Discover the grape variety: Merlot
Merlot noir is a grape variety that originated in France (Bordeaux). It produces a variety of grape specially used for wine making. It is rare to find this grape to eat on our tables. This variety of grape is characterized by small to medium sized bunches, and medium sized grapes. Merlot noir can be found in many vineyards: South West, Languedoc & Roussillon, Cognac, Bordeaux, Loire Valley, Armagnac, Burgundy, Jura, Champagne, Rhone Valley, Beaujolais, Provence & Corsica, Savoie & Bugey.
Informations about the Winery Terrazzo Manfroi
The Winery Terrazzo Manfroi is one of of the world's greatest estates. It offers 2 wines for sale in the of Santa Catarina to come and discover on site or to buy online.

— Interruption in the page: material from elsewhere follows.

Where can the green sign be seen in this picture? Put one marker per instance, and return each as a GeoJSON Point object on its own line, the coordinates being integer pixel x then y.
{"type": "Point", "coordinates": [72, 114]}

The wine region of Santa Catarina
Santa Catarina is a state in the far South of Brazil. Quality wine production is still in its early stages, but is likely to develop rapidly as the industry develops country wide. To date, Santa Catarina's production is a mix of red, white and Sparkling wines. It Lies immediately North of the country's southernmost state (and most prolific wine region), Rio Grande do Sul.
The word of the wine: Chaptalization
The addition of sugar at the time of fermentation of the must, an ancient practice, but theorized by Jean-Antoine Chaptal at the dawn of the 19th century. The sugar is transformed into alcohol and allows the natural degree of the wine to be raised in a weak or cold year, or - more questionably - when the winegrower has a harvest that is too large to obtain good maturity.